“Digital Minimalism: A philosophy of technology use in which you focus your online time on a small number of carefully selected and optimized activities that strongly support things you value, and then happily miss out on everything else.”— Cal Newport, Digital Minimalism: Choosing a Focused Life in a Noisy World
Our family has been experimenting with a no-social-media-life. Aaron left social media a year ago and I’ve been taking more frequent and longer breaks from Facebook and Instagram in the past few months. Almost as long as we’ve been married, we’ve deactivated or signed off of Twitter and Snapchat, and haven’t downloaded TikTok or any of the other more recent apps.
Even in the midst of COVID-19, social distancing, and remote work, we’re not itching to see what everyone else is doing. It probably looks similar to what we’re doing: staying home. We catch the news from our state’s website our local NPR station, and one or two other online newspapers or non-profits. It certainly cuts down on the amount of irrelevant clutter or distractions.
(I’ll take this moment and say that while narrowing our intake of information, we have not simply cut out opposing views in favor of sources that are likely to “agree” with us. Selective media exposure, according to research, has consequences. In limiting our intake of digital media we have been conscious of this. Well-rounded media consumption can still happen in thoughtful, small portions.)
When I was initially debating a minimalist approach, I wasn’t sure if I would be successful. I gave myself a few questions to consider.
- What causes me to pick up my phone and check these apps?
- How are these posts edifying my life or the community I live in?
- How does scrolling through my feed make me feel afterwards?
My answers to these questions will probably look different than yours. Maybe you enjoy a 24 hour break. Or maybe you’re looking for a long-term change. I know that my online presence can directly influence how I handle anxiety and how I interact with others in real life. But this isn’t a universal experience.
“We all need empty hours in our lives or we will have no time to create or dream.”— Robert Coles
Observations I’ve made in my own life since signing off:
- In the past two months neither of us have had access to the “normal” feed of photos, articles, and memes and have not felt FOMO (fear of missing out) or uninformed.
- Social media is a place to share your life but you are not obligated to friend/follow the lives of anyone and everyone around you. I’ve “unfollowed” most of my “friends” on Facebook so my feed is now very brief. (Don’t worry, we’re still friends. I just don’t see everything you post.) If I were to sign on, I now only see the posts from a few family members and close friends.
- Sourcing news from social media is not the only way to stay updated on important events and changes in your community. By taking news related media (and many of the well-intentioned opinions of Facebook) off of my feeds, I’d say I feel better informed by going straight to the sources. (Take this chance to strengthen your media literacy!)
- “Liking” a post does not equal true connection.

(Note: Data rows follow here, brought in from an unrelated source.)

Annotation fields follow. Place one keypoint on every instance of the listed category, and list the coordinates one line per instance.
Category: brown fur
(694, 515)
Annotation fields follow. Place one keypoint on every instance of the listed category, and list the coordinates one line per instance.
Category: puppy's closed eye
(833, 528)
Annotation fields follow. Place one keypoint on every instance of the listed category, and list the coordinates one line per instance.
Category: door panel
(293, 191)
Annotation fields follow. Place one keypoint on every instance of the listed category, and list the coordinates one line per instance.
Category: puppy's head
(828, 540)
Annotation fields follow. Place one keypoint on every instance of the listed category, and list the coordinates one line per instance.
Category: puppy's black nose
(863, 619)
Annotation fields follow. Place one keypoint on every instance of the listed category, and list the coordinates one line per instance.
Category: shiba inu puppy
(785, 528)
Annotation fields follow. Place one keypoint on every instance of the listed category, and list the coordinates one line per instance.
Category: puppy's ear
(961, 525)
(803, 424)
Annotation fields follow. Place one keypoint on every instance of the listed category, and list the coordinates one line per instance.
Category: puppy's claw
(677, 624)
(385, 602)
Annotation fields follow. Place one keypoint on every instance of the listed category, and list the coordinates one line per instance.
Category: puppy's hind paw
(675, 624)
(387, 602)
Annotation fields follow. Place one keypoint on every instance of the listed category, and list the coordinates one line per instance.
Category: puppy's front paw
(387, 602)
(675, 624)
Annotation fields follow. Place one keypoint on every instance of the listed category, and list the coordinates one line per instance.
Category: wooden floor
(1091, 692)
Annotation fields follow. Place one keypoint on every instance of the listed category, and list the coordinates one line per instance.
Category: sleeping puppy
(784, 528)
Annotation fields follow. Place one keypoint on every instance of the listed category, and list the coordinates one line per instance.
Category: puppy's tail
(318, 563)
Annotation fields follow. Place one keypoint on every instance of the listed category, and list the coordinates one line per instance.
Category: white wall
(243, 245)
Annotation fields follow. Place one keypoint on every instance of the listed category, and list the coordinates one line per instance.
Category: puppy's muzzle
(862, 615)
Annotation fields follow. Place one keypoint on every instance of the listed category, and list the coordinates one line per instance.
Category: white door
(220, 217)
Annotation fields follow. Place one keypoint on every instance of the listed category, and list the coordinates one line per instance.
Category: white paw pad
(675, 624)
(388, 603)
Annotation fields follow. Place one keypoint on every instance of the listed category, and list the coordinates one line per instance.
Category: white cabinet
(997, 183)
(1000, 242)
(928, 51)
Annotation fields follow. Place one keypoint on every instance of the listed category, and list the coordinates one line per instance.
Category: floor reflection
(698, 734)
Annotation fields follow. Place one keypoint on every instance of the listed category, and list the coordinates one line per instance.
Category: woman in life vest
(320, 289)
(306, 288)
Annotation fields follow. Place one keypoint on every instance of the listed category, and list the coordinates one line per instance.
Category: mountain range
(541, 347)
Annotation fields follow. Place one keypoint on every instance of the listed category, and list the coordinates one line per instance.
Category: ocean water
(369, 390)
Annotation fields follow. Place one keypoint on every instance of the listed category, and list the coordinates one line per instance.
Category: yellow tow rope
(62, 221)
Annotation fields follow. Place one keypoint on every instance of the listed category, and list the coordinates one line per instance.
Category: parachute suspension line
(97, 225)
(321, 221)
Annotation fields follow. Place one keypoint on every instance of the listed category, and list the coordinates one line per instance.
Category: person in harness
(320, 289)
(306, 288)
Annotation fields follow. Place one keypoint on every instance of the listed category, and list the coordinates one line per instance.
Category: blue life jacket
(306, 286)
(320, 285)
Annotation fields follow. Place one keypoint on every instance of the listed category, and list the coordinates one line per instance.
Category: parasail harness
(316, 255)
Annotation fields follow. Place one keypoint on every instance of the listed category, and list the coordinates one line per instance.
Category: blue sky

Call or text that person. Write a letter or email. Have a (virtual) coffee. It’s much more satisfying than the dopamine rush you get from your notifications.
- My digital presence feels different based on if I’m using my phone or laptop. My laptop does not follow me into the bedroom, but my phone usually does since it’s my alarm clock. My laptop is more often used for writing and more professional endeavors, while my phone is seen as more casual.
- Simply deleting the apps from my phone and signing off made me less likely to jump back in. Making it harder to access my feeds, makes it easier to find something else to do.
Things I’ve done instead of scroll: take longer walks, spend time cooking & baking new recipes, reading, several projects around our apartment, complete a sewing project or two, weekly counseling sessions, painting, sort and organize for our upcoming move, and of course, enjoy moments of boredom.
“All television is educational television. The question is: what is it teaching?”— Nicholas Johnson
All that to say, I’m definitely not anti-social media or digital consumption. It’s a wonderful tool for connection and creativity, and sharing pieces of our lives. I look forward continue to use it thoughtfully, especially as it has become vital for so many during COVID19. I love having the instant access to inspiration, new and old friends, and sharing what interests me.
Have you considered jumping off social media or taking a different approach to your digital life?